The same regime influencing plan of using the threat of withholding economic aid if the candidate acceptable to America is not chosen was used in Honduras where Trump told Hondurans that if they vote for the wrong candidate, they will face economic abandonment. “If Tito Asfura wins for President of Honduras, because the United States has so much confidence in him, his Policies, and what he will do for the Great People of Honduras, we will be very supportive,” Trump said, “If he doesn’t win, the United States will not be throwing good money after bad.”
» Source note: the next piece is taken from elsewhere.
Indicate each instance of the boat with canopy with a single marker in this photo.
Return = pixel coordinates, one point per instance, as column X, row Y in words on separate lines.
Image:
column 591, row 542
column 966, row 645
Similar interference has been employed in the choice of leader in Haiti, though the ominous consequences were more ambiguous than the withdrawal of economic support. In Haiti, a majority of the Presidential Transition Council signed a resolution to replace the prime minister. Though the Organization of American States says that decision “rest[s] with Haitian leadership,” the US Embassy in Haiti says it considered the resolution “to be illegal” and warned that “the corrupt politicians” who signed the resolution will “pay the ultimate price.” Accusing the signatories of “support[ing] violent gangs and sow[ing] terror in the country,” Deputy Secretary of State Christopher Landau declared that, “The US would consider anyone supporting such a disruptive step favoring the gangs to be acting contrary to the interests of the United States, the region, and the Haitian people and will act accordingly.”
There seems to be a lack of imagination at the State Department, where the only way to negotiate is to negotiate with a gun to your interlocutor’s head. But there seems to be no lack of imagination about ways to hold the gun to your interlocutor’s head.